For a quadratic equation in the form of \[ Ax^2 + Bxy + Cy^2 = 1, \] to be represented as an ellipse, the discriminant must be less than zero. The discriminant for conic sections is given by the formula \[ D = B^2 - 4AC. \] In the given exercise, where \( A = 1 \), \( B = B \), and \( C = 1 \), we simplify the discriminant to \[ D = B^2 - 4. \] For an ellipse to exist, we need:

• \( D < 0 \)
• \( B^2 - 4 < 0 \)
• \( B^2 < 4 \)

This inequality deduces to \( -2 < B < 2 \). This means that for any value of \( B \) within this range, the equation will describe an ellipse inhabited with all the properties of such a shape such as having a major and minor axis.

Circles represent a special instance of ellipses. In the case of a circle, the coefficient \( B \) that links \( x \) and \( y \) together must be zero. In the equation form \[ x^2 + Bxy + y^2 = 1, \] the circle appears when \( B = 0 \). When \( B \) is exactly zero, the equation simplifies to the standard circle form \[ x^2 + y^2 = 1. \] This represents a circle centered at the origin, with a radius of 1. Thus, when asked to identify the values of \( B \) for which the conic section is a circle, remember it’s the unique case where \( B = 0 \). This configuration ensures all possible angles of intersection are equal, establishing the perfect roundness characteristic of circles.

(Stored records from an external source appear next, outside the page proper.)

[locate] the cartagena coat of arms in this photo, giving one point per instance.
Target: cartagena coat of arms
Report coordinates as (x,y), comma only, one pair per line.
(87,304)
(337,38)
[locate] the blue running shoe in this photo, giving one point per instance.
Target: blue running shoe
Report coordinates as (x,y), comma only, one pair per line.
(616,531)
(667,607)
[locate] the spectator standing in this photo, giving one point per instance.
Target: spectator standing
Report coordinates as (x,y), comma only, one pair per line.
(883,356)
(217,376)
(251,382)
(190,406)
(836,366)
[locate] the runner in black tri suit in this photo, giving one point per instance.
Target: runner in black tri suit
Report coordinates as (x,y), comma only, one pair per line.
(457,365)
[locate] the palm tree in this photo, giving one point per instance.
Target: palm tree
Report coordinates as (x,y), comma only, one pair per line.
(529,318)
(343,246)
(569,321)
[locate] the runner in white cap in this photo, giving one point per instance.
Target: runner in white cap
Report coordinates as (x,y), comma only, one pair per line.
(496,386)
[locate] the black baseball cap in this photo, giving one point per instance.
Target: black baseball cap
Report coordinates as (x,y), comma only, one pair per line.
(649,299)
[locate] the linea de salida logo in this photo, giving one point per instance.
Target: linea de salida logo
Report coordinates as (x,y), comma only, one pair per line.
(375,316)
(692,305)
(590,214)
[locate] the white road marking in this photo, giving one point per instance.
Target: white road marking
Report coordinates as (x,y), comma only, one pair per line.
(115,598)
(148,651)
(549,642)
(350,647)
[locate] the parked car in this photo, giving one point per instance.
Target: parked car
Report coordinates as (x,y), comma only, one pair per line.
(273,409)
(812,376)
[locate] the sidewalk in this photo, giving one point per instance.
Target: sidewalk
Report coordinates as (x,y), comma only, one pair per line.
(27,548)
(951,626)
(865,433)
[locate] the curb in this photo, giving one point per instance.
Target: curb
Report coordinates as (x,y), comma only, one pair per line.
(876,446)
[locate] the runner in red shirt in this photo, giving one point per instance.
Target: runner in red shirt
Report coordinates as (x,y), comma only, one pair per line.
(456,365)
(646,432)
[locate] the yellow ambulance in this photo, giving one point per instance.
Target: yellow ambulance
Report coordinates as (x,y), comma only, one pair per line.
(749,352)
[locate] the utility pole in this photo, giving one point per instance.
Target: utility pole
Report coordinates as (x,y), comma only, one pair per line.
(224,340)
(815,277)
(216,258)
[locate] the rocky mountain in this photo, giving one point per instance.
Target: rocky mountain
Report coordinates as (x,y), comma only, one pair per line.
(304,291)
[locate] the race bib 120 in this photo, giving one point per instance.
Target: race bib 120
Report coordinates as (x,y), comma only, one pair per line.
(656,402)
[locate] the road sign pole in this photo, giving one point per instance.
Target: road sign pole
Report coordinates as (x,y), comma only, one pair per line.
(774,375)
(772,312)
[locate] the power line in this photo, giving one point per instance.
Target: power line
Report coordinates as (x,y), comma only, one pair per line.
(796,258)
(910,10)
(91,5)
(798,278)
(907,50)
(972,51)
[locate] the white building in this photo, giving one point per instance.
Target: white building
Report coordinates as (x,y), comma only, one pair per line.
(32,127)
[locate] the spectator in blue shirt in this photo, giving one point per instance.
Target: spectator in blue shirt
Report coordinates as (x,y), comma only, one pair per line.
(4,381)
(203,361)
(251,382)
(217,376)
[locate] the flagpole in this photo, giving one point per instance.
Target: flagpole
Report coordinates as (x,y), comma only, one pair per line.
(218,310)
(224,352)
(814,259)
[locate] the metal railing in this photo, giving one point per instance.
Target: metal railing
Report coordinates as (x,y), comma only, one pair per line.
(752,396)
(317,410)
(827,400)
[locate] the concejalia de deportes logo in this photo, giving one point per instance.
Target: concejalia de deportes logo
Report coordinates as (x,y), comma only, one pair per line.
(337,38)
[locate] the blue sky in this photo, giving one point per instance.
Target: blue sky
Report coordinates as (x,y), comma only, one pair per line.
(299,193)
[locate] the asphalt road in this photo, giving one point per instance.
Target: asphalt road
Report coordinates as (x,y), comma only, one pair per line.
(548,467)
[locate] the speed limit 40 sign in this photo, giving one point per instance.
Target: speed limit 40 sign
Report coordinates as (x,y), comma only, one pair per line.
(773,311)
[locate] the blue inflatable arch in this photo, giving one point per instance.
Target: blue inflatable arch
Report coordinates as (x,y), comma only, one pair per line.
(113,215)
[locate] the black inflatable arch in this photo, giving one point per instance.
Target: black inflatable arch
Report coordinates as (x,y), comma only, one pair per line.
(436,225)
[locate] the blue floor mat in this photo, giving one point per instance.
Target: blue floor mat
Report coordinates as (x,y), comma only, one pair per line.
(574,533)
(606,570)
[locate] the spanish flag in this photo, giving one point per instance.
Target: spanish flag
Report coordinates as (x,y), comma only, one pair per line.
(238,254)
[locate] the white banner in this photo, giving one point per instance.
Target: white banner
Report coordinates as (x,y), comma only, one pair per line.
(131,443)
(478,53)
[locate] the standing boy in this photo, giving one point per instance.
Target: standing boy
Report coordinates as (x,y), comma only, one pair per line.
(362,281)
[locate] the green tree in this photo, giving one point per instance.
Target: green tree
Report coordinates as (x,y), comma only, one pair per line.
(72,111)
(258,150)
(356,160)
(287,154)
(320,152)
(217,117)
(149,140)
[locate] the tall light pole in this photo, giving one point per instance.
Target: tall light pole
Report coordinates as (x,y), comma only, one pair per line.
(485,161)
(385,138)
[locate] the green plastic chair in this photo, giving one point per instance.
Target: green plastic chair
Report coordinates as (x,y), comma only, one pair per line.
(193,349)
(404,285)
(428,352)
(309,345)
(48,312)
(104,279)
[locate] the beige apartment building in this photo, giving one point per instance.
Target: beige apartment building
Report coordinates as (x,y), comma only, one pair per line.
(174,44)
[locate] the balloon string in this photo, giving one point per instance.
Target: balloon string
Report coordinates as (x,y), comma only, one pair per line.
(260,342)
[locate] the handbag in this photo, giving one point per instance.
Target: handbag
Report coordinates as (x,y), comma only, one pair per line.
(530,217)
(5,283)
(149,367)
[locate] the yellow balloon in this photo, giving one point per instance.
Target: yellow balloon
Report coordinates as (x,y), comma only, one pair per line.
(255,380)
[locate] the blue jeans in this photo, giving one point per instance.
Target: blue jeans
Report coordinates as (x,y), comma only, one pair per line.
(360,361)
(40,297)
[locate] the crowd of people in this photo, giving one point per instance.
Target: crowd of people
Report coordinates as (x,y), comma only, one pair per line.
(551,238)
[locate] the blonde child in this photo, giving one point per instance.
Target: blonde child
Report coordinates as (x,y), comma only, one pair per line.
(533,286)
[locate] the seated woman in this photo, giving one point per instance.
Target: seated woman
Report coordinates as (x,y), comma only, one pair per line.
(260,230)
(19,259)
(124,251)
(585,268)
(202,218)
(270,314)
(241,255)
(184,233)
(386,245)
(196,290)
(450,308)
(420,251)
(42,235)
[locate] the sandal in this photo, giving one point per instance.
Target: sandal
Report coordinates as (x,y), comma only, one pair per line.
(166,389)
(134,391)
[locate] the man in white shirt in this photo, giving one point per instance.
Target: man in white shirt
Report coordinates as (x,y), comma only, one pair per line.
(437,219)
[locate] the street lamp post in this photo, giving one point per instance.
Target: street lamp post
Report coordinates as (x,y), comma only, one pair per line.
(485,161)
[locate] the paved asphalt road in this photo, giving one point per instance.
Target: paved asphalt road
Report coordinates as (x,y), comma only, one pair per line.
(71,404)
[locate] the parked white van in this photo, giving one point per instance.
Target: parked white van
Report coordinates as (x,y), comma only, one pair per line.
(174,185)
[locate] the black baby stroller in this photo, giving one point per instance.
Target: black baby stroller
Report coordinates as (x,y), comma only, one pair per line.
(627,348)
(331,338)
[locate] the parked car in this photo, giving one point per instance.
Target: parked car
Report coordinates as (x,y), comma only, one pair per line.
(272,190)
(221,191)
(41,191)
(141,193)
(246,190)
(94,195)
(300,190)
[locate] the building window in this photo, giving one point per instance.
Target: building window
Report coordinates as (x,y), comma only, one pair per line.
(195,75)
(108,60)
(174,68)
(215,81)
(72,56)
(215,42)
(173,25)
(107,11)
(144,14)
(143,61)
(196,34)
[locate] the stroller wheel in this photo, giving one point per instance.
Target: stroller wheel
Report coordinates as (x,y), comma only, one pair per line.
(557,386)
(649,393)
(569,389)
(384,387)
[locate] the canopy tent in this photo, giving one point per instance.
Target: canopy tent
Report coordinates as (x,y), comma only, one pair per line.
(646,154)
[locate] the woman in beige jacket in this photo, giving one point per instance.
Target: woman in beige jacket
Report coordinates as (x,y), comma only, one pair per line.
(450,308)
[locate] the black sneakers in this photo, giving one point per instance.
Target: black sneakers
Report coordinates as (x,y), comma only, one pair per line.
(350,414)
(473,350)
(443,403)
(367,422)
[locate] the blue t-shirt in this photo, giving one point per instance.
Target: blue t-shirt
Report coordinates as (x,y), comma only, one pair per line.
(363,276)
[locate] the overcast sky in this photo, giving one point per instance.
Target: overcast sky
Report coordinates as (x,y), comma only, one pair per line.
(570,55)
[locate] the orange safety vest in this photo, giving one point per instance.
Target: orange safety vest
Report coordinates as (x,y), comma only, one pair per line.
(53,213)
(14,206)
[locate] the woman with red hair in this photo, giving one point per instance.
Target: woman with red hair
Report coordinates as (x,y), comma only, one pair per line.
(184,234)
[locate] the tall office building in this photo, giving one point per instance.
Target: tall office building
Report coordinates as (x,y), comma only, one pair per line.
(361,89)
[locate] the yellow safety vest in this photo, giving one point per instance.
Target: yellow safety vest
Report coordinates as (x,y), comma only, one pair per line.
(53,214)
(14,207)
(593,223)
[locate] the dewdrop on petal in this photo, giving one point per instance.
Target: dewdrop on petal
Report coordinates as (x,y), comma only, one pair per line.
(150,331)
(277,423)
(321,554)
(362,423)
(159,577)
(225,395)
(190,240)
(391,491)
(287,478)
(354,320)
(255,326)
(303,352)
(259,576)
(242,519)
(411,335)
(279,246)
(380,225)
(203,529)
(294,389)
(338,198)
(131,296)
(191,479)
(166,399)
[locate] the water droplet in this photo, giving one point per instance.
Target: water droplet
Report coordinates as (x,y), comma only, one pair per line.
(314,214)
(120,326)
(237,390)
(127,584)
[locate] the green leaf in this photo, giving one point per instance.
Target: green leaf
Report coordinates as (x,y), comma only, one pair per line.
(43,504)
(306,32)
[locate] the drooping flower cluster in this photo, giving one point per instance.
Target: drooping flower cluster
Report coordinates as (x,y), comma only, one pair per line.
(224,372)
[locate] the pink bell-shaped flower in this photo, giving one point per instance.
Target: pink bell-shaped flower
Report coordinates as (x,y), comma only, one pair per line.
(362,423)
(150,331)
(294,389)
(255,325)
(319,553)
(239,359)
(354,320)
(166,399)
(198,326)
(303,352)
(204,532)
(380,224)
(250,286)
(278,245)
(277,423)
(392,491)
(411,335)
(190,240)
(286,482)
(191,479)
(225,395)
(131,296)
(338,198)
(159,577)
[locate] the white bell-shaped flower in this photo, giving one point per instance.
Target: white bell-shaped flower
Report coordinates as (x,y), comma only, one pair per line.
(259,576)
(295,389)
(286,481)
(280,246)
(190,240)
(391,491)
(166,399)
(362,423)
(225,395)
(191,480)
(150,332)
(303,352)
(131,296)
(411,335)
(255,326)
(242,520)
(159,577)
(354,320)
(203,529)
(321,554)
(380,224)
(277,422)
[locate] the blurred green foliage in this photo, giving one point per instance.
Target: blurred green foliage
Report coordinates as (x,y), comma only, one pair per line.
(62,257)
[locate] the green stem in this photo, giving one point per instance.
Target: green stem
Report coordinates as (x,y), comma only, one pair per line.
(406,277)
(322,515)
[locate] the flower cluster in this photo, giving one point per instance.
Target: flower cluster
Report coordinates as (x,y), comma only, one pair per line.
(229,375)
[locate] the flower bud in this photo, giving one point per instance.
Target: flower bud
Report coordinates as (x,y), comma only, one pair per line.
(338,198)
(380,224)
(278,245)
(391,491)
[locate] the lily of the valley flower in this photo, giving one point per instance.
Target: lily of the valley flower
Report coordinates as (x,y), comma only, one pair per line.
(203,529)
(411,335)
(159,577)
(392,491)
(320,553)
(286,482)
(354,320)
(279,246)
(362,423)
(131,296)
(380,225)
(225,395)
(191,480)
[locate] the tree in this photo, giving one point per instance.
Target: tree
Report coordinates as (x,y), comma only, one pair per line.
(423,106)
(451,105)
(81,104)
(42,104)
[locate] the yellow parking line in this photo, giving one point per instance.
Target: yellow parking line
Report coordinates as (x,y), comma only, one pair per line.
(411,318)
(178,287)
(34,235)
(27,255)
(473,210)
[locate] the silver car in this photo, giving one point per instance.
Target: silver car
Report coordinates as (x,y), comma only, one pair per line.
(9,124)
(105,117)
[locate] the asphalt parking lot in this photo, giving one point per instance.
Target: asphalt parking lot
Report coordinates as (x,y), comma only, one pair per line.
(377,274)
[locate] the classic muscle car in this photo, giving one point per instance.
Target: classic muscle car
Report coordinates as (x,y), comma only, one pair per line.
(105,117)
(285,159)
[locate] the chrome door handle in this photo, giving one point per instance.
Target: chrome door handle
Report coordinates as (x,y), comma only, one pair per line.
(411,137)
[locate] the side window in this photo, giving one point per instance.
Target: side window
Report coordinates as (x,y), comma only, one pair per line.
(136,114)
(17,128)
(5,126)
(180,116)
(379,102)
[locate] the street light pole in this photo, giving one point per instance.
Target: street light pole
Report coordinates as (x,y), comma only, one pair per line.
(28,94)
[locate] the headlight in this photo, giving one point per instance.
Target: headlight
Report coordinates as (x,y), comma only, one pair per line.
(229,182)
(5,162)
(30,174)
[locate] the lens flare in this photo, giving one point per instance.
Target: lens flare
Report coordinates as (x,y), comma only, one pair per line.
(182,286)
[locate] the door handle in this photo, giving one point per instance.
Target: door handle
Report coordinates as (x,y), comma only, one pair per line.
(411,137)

A hyperbola is identified when the discriminant is greater than zero. Using the formula \[ D = B^2 - 4, \] we derive the condition for a hyperbola as \[ B^2 - 4 > 0. \] Solving this inequality gives us:

• \( B^2 > 4 \)
• \( B > 2 \) or \( B < -2 \)

Thus, the values of \( B \) that result in a hyperbola are those that lie outside the interval \( -2 \) and \( 2 \). These values reveal an open-ended nature in the curve, leading to two distinct branches of the hyperbola that approach asymptotes but never actually meet at infinity.

Parallel lines arise from degenerate cases of conics where the discriminant precisely equals zero. This likens to the case when two lines run alongside each other without intersecting. For the conic equation \[ x^2 + Bxy + y^2 = 1, \] to break down into two parallel lines, the condition requires that \[ D = B^2 - 4 = 0. \] Solving this equation leads to \( B^2 = 4 \). Thus, the possible solutions are:

• \( B = 2 \)
• \( B = -2 \)

Either of these values for \( B \) simplifies the equation into the form describing two parallel lines. It's a situation where the discriminant balance creates a degenerate conic, resulting in non-curved, straightforward paths we recognize as parallel lines.